From mboxrd@z Thu Jan  1 00:00:00 1970
Return-Path: <linux-kernel-owner+willy=40w.ods.org-S261395AbVAGRwl@vger.kernel.org>
Received: (majordomo@vger.kernel.org) by vger.kernel.org via listexpand
	id S261395AbVAGRwl (ORCPT <rfc822;willy@w.ods.org>);
	Fri, 7 Jan 2005 12:52:41 -0500
Received: (majordomo@vger.kernel.org) by vger.kernel.org id S261381AbVAGRwO
	(ORCPT <rfc822;linux-kernel-outgoing>);
	Fri, 7 Jan 2005 12:52:14 -0500
Received: from fw.osdl.org ([65.172.181.6]:37055 "EHLO mail.osdl.org")
	by vger.kernel.org with ESMTP id S261382AbVAGRsd (ORCPT
	<rfc822;linux-kernel@vger.kernel.org>);
	Fri, 7 Jan 2005 12:48:33 -0500
Date: Fri, 7 Jan 2005 09:48:23 -0800 (PST)
From: Linus Torvalds <torvalds@osdl.org>
To: Alan Cox <alan@lxorguk.ukuu.org.uk>
cc: Oleg Nesterov <oleg@tv-sign.ru>,
       William Lee Irwin III <wli@holomorphy.com>,
       Linux Kernel Mailing List <linux-kernel@vger.kernel.org>
Subject: Re: Make pipe data structure be a circular list of pages, rather
 than
In-Reply-To: <Pine.LNX.4.58.0501070923590.2272@ppc970.osdl.org>
Message-ID: <Pine.LNX.4.58.0501070936500.2272@ppc970.osdl.org>
References: <41DE9D10.B33ED5E4@tv-sign.ru>  <Pine.LNX.4.58.0501070735000.2272@ppc970.osdl.org>
 <1105113998.24187.361.camel@localhost.localdomain>
 <Pine.LNX.4.58.0501070923590.2272@ppc970.osdl.org>
MIME-Version: 1.0
Content-Type: TEXT/PLAIN; charset=US-ASCII
Sender: linux-kernel-owner@vger.kernel.org
X-Mailing-List: linux-kernel@vger.kernel.org


On Fri, 7 Jan 2005, Linus Torvalds wrote:
> 
> So the "standard behaviour" (aka just plain read/write on the pipe) is all
> the same copies that it used to be.

I want to highlight this again. The increase in throughput did _not_ come
from avoiding a copy. It came purely from the fact that we have multiple
buffers, and thus a throughput-intensive load gets to do several bigger
chunks before it needs to wait for the recipient. So the increase in
throughput comes from fewer synchronization points (scheduling and
locking), not from anything else.

Another way of saying the same thing: pipes actually used to have clearly
_lower_ bandwidth than UNIX domain sockets, even though clearly pipes are
simpler and should thus be able to be faster. The reason? UNIX domain
sockets allow multiple packets in flight, and pipes only used to have a
single buffer. With the new setup, pipes get roughly comparable
performance to UNIX domain sockets for me.

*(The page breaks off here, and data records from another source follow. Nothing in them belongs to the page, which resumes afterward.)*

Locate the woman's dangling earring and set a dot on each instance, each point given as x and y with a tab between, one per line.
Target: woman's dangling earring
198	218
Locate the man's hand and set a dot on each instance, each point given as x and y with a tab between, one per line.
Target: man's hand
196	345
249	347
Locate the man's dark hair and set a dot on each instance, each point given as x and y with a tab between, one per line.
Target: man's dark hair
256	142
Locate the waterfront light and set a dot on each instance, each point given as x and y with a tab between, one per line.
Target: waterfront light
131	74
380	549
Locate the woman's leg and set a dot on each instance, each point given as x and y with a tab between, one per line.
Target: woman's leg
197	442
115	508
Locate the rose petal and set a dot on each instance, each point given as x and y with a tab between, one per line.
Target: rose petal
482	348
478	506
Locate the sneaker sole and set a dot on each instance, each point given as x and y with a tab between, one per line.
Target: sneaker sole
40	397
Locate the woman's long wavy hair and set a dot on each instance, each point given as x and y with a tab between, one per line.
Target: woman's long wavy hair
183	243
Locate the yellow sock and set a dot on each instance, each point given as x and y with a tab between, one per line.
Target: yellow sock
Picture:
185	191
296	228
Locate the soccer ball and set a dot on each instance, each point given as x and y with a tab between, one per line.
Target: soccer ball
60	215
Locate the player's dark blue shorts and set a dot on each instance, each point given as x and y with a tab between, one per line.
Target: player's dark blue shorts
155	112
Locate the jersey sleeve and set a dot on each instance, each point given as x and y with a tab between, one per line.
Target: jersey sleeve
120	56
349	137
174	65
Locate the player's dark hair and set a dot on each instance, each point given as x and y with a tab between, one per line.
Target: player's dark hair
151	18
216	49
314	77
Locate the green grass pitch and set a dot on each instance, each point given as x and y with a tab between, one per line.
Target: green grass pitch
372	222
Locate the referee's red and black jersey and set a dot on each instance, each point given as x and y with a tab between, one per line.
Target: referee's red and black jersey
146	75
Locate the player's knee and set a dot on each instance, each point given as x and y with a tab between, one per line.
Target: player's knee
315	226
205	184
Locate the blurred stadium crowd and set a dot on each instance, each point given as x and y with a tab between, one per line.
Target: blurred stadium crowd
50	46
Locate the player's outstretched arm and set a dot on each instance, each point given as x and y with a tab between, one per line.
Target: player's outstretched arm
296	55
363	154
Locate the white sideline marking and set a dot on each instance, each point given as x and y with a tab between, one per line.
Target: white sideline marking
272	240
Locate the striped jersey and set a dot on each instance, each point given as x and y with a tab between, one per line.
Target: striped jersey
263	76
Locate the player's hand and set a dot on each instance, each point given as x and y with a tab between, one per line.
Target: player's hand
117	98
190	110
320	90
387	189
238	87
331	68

Sockets can still outperform pipes, truth be told - there's been more
work on socket locking than on pipe locking. For example, the new pipe
code should conceptually really allow one CPU to empty one pipe buffer
while another CPU fills another pipe buffer, but because I kept the
locking structure the same as it used to be, right now read/write
serialize over the whole pipe rather than anything else.

This is the main reason why I want to avoid coalescing if possible: if you
never coalesce, then each "pipe_buffer" is complete in itself, and that
simplifies locking enormously.

(The other reason to potentially avoid coalescing is that I think it might
be useful to allow the "sendmsg()/recvmsg()" interfaces that honour packet
boundaries. The new pipe code _is_ internally "packetized" after all).

				Linus